Let $\vec { A }$ = $a \dot { i } + b \hat { j } + c \hat { k }$
My question is "is $\frac { 1 } { \vec { A } }$ is a vector or not and if yes then what is it's components?"

2. Nov 23, 2018

### A.T.

Isn't this a math question, rather than physics? You can define the operator to mean whatever you want.

3. Nov 23, 2018

### hilbert2

The $\frac{1}{\hat{A}}$ doesn't mean anything if only addition and scalar multiplication of vectors is defined. You also need a multiplication between vectors, making it an algebra instead of a simple vector space. For instance, real numbers are 1-dimensional vectors, but there is also a multiplication operation which makes it possible to find an inverse $\frac{1}{a}$ for any nonzero real number $a$.

For $N\times N$ matrices there is both an addition and multiplication operation, but there exist more than one matrix that is not invertible, making the situation more difficult than with real numbers where only $0$ was uninvertible.

4. Nov 23, 2018

### Delta2

I think one reason that mathematicians haven't yet defined the inverse of a vector, say, $\vec{v}\in \mathbb{R}^3$ , is that it isn't of any use in physics or engineering, or other applied sciences. If you are faced with a problem in physics or engineering and you thinking about taking the inverse of a vector then this usually implies that you are thinking in a wrong way about problem, and you need to change your way of thinking in order to arrive at a successful solution.
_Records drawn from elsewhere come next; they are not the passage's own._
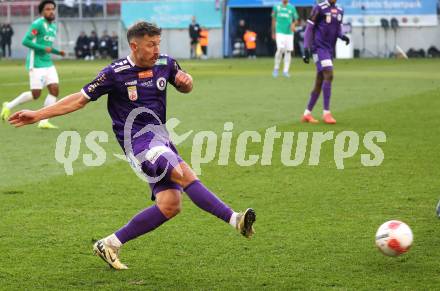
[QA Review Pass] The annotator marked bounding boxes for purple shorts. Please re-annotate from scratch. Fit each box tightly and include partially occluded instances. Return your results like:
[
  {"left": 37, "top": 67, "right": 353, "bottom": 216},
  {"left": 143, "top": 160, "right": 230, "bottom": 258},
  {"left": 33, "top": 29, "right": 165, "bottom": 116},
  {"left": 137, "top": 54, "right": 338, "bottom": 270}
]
[
  {"left": 129, "top": 140, "right": 183, "bottom": 200},
  {"left": 313, "top": 48, "right": 333, "bottom": 72}
]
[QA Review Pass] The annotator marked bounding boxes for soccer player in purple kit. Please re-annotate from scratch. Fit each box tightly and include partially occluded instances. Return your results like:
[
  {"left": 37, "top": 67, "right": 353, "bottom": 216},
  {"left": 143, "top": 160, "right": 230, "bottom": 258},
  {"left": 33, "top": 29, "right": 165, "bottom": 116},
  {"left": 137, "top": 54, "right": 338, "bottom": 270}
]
[
  {"left": 301, "top": 0, "right": 350, "bottom": 124},
  {"left": 9, "top": 22, "right": 256, "bottom": 270}
]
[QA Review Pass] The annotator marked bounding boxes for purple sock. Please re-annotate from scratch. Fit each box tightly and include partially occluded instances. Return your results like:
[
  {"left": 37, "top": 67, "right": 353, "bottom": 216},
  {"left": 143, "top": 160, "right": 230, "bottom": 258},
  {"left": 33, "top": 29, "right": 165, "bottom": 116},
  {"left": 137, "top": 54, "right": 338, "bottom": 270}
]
[
  {"left": 115, "top": 205, "right": 168, "bottom": 244},
  {"left": 307, "top": 91, "right": 319, "bottom": 111},
  {"left": 184, "top": 180, "right": 234, "bottom": 223},
  {"left": 322, "top": 81, "right": 332, "bottom": 110}
]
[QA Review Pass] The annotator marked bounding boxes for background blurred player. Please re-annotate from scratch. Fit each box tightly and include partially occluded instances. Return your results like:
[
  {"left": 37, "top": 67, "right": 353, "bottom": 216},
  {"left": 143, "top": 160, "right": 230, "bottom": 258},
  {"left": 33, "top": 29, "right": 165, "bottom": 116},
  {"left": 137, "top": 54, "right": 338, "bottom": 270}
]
[
  {"left": 9, "top": 22, "right": 255, "bottom": 269},
  {"left": 0, "top": 0, "right": 65, "bottom": 128},
  {"left": 243, "top": 29, "right": 257, "bottom": 59},
  {"left": 301, "top": 0, "right": 350, "bottom": 124},
  {"left": 188, "top": 16, "right": 200, "bottom": 59},
  {"left": 272, "top": 0, "right": 298, "bottom": 78}
]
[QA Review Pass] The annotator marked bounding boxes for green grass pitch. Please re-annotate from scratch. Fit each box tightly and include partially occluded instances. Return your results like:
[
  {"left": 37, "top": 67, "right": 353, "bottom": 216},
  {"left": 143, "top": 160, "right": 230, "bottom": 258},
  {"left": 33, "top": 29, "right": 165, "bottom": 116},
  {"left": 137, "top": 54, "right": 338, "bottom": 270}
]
[{"left": 0, "top": 59, "right": 440, "bottom": 290}]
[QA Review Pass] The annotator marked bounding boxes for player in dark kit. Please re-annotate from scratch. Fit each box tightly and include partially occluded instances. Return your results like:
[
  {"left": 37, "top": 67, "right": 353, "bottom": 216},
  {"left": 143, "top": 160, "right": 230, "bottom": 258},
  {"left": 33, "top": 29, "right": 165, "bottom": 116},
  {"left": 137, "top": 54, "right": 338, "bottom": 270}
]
[
  {"left": 301, "top": 0, "right": 350, "bottom": 124},
  {"left": 9, "top": 22, "right": 255, "bottom": 270}
]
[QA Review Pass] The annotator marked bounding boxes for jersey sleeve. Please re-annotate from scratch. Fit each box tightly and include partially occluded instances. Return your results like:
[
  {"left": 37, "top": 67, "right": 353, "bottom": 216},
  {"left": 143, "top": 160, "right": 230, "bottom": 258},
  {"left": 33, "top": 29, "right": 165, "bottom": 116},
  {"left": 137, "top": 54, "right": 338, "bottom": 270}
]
[
  {"left": 81, "top": 66, "right": 114, "bottom": 101},
  {"left": 22, "top": 22, "right": 46, "bottom": 52},
  {"left": 168, "top": 58, "right": 182, "bottom": 87},
  {"left": 308, "top": 5, "right": 321, "bottom": 24},
  {"left": 272, "top": 6, "right": 277, "bottom": 18},
  {"left": 292, "top": 6, "right": 299, "bottom": 21}
]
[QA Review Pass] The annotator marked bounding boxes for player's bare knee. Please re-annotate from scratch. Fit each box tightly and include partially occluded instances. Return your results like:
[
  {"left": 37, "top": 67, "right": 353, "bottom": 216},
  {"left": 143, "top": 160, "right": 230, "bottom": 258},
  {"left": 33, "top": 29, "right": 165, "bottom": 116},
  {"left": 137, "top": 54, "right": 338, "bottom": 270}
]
[
  {"left": 171, "top": 162, "right": 198, "bottom": 188},
  {"left": 157, "top": 200, "right": 182, "bottom": 219},
  {"left": 47, "top": 84, "right": 60, "bottom": 97},
  {"left": 324, "top": 70, "right": 333, "bottom": 82},
  {"left": 32, "top": 90, "right": 41, "bottom": 100}
]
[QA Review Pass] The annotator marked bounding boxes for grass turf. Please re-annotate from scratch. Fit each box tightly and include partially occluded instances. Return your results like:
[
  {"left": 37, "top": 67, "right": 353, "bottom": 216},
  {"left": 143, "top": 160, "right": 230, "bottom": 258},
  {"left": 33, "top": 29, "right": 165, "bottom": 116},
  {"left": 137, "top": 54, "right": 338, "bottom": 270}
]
[{"left": 0, "top": 59, "right": 440, "bottom": 290}]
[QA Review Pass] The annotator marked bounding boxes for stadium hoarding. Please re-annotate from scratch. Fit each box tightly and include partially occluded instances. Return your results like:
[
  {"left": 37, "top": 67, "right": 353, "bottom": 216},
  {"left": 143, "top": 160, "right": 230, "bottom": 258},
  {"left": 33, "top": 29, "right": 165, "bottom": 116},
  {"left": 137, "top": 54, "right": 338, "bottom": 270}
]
[
  {"left": 227, "top": 0, "right": 316, "bottom": 8},
  {"left": 338, "top": 0, "right": 438, "bottom": 27},
  {"left": 121, "top": 0, "right": 222, "bottom": 29}
]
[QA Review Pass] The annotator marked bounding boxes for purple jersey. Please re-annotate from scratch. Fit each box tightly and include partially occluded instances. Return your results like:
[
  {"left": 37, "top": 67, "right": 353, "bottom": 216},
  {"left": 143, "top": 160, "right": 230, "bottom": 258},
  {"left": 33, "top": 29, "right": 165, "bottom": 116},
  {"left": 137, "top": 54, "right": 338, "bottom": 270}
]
[
  {"left": 81, "top": 55, "right": 180, "bottom": 148},
  {"left": 309, "top": 1, "right": 344, "bottom": 54}
]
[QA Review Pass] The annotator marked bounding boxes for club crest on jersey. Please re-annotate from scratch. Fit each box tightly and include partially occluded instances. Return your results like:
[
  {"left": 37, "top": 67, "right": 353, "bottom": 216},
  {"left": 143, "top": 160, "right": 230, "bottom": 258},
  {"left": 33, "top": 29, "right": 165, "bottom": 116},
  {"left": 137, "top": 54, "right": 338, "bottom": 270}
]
[
  {"left": 155, "top": 58, "right": 168, "bottom": 66},
  {"left": 127, "top": 86, "right": 138, "bottom": 101},
  {"left": 138, "top": 70, "right": 153, "bottom": 79},
  {"left": 156, "top": 77, "right": 167, "bottom": 91}
]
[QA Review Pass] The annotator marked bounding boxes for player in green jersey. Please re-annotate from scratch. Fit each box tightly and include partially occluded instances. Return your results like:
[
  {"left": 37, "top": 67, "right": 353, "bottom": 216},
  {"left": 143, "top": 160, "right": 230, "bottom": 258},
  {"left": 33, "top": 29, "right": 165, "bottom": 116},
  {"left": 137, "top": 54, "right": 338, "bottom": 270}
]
[
  {"left": 0, "top": 0, "right": 65, "bottom": 128},
  {"left": 272, "top": 0, "right": 298, "bottom": 78}
]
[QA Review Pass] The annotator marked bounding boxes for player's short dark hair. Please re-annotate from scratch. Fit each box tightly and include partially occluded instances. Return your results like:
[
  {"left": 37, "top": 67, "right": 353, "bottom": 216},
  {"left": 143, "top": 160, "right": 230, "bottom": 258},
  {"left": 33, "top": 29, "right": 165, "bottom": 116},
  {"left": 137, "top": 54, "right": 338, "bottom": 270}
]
[
  {"left": 38, "top": 0, "right": 57, "bottom": 14},
  {"left": 127, "top": 21, "right": 162, "bottom": 42}
]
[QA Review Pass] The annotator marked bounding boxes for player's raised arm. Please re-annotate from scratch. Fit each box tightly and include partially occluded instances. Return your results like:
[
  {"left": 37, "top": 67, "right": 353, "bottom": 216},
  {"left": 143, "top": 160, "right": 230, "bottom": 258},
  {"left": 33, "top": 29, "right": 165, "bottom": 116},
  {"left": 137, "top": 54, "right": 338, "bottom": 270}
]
[
  {"left": 9, "top": 92, "right": 89, "bottom": 127},
  {"left": 174, "top": 70, "right": 193, "bottom": 93}
]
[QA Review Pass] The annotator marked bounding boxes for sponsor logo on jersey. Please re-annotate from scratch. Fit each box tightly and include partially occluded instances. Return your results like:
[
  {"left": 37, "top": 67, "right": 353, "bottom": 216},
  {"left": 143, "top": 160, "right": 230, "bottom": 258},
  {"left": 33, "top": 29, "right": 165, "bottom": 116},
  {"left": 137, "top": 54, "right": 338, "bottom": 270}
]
[
  {"left": 138, "top": 70, "right": 153, "bottom": 79},
  {"left": 87, "top": 74, "right": 107, "bottom": 93},
  {"left": 139, "top": 80, "right": 154, "bottom": 88},
  {"left": 125, "top": 80, "right": 137, "bottom": 86},
  {"left": 115, "top": 65, "right": 130, "bottom": 73},
  {"left": 155, "top": 58, "right": 168, "bottom": 66},
  {"left": 127, "top": 86, "right": 138, "bottom": 101},
  {"left": 43, "top": 35, "right": 55, "bottom": 42},
  {"left": 112, "top": 60, "right": 128, "bottom": 68},
  {"left": 156, "top": 77, "right": 167, "bottom": 91}
]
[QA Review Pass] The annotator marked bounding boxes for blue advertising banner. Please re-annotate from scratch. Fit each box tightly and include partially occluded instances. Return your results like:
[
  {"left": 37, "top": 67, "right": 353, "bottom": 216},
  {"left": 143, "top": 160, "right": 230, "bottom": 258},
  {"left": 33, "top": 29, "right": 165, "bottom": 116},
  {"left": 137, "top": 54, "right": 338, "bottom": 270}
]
[
  {"left": 338, "top": 0, "right": 438, "bottom": 26},
  {"left": 228, "top": 0, "right": 316, "bottom": 8},
  {"left": 121, "top": 0, "right": 222, "bottom": 29}
]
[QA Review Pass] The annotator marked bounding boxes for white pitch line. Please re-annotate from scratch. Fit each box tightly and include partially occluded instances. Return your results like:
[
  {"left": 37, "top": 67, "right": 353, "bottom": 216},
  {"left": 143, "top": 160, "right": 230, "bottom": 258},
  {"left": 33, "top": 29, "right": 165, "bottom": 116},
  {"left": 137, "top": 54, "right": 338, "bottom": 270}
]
[{"left": 0, "top": 77, "right": 93, "bottom": 87}]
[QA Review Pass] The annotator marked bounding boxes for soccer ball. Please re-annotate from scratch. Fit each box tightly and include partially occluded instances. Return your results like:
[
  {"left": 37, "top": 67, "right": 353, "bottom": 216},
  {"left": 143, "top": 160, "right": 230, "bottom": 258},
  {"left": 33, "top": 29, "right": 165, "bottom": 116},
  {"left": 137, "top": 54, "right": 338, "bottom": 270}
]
[{"left": 376, "top": 220, "right": 413, "bottom": 257}]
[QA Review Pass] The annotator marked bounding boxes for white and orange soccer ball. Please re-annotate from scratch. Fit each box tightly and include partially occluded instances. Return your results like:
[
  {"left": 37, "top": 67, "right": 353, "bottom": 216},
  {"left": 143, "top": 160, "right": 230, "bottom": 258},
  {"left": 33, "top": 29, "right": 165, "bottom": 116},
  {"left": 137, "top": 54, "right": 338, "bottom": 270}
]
[{"left": 376, "top": 220, "right": 413, "bottom": 257}]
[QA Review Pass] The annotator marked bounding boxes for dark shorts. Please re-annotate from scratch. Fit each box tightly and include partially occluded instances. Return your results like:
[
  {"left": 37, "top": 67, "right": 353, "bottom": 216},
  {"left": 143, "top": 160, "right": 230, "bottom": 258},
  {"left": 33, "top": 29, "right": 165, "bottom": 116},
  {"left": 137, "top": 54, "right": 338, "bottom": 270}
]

We could view the cross product as a multiplication between vectors, however it needs to be modified in order to be able to find a unique identity element $\vec{e}$, and with it to define the inverse of a vector such that $\vec{v} \times \vec{v^{-1}}=\vec{v^{-1}}\times \vec{v}=\vec{e}$. But cross product is fine and has wide applications the way it is, I doubt that its modification would be about as wide and useful.

5. Nov 23, 2018

### Staff: Mentor

To define a mutliplicative inverse, you need to investigate the multiplicative structure. Objects which have vectors as elements are:
• vector space: no multiplication at all
• ring: in general no neutral element $1$ and if so, only a few units
• algebra: same as ring, often not even commutative, e.g. Lie algebras
• division ring: e.g. the quaternions, where we have two inverses - left and right, so the notation $1/\vec{A}$ is still undefined
• field: e.g. $\mathbb{C}$ as $\mathbb{R}-$algebra, where we have $1/\vec{A} = (a - b \cdot i)/(a^2+b^2)$
That means, that up to very few exceptions for which we do have the concept of dividing vectors, the question does not occur in this generality.

6. Nov 23, 2018

### Hawkingo

Can you explain this in a simpler way because I have no idea about the ring or quaternions.

7. Nov 23, 2018

### PeroK

Suppose you have $\frac { 1 } { \vec { A } }$, what do you expect $\frac { \vec{A} } { \vec { A } }$ to equal?

8. Nov 23, 2018

### Hawkingo

I tried to get the answer by mathpix app(powered by wolfarmalpha engine) and got this answer.

9. Nov 23, 2018

### Staff: Mentor

I thought the quaternions were the example you have chosen:
https://en.wikipedia.org/wiki/Quaternion
They are a non commutative extension of complex numbers.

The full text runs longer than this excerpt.